Mom found a house on the outskirts of downtown Atlanta. It was a small two-bedroom house with a bricked in porch that had been closed in to make another room. She made that the third bedroom. The house was in terrible shape, but mom always said “you can make any house a home”, and that she did. She cleaned and scrubbed and painted and made us all cozy.
She got herself a job in downtown Atlanta and prepared herself to go to work. Now, mom didn’t drive, so the trip back and forth to work would have to be made on the city bus. I was about 10 years old at this time.
Mom was a beautiful woman. She was five foot tall with a perfect 36-24-36 figure even after giving birth five times. (We measured her one time! HA!) She had gone to beautician school and would spend hours sometimes doing her own hair. It had to be perfect as did the rest of her. I can remember her standing in the bathroom for hours (it seemed, since we only had one) teasing that hair. If you had to get in there while this was going on, she would come out with her hair standing straight up from the teasing, make funny faces at you, and fuss until you gave up the bathroom again.
In the mornings she would get herself up and then one by one get us all up to go to school. Everyone got ready for their perspective journeys. Mom of course, would tease the hair, put on a dress and stockings and heels and be ready to head out. In those days, women always wore stockings.
Mom, in her stockings and heels, would take the baby in a carrier, the diaper bag, and her purse, and head out walking. Our house was on a bit of a hill, so she walked down the driveway and up the street about four houses. At this point she needed to cross the schoolyard to get to the bus stop. The school set pretty high up on a hill and there was a set of concrete stairs to be climbed, about forty of them probably (No exaggeration). I can only imagine her standing at the foot of those stairs every morning looking up and wanting to cry. She didn’t though. She trudged up the stairs in her stockings and heels with the baby and the diaper bag and her purse in tow. Once at the top, she had to cross the dirt and gravel schoolyard in her stockings and heels, to get to the bus stop on the other side.

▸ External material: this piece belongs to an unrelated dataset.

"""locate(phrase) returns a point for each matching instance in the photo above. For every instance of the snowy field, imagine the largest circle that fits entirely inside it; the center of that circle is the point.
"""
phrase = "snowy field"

I keep reiterating the fact that she was in stockings and heels because it is difficult to walk in stockings and heels on flat ground carrying nothing, let alone up and down hills or in dirt and gravel, carrying a baby and a diaper bag and a purse. At the bus stop, she waited for the bus. She climbed onto the bus and rode about six blocks to the nursery. She got off of the bus and dropped the baby off at the nursery. Then she went back outside to wait for the next bus and boarded it for the ride downtown. It was about a 30-minute ride to her destination. When she got off of the bus she had about a 3-block walk to her job. Then she worked for eight hours, on her feet all day, in her stockings and heels, and then headed out to do the whole thing again back the other way.
I can remember watching her come up the driveway in the evenings and I could tell it was all she could do to climb that last little bit of hill to the house. She would walk in, sit the carrier and diaper bag and purse down in front of the couch and sit down and literally pass out for a little while. We all had to pitch in to help get everyone through the evening. It was a very difficult and trying time for her.
Once I was grown and raising my own children, of course I had those days when I just didn’t think I could do it anymore, and I only had two kids and I drove. When that happened, this clear visual of my mother played itself in my head. To this day, whenever I think I have it rough, I think back to those days and moms difficult and trying journey. I don’t have it rough. I’ve never had it as rough as mom had it during that time. Those visuals always made me get it together and move on.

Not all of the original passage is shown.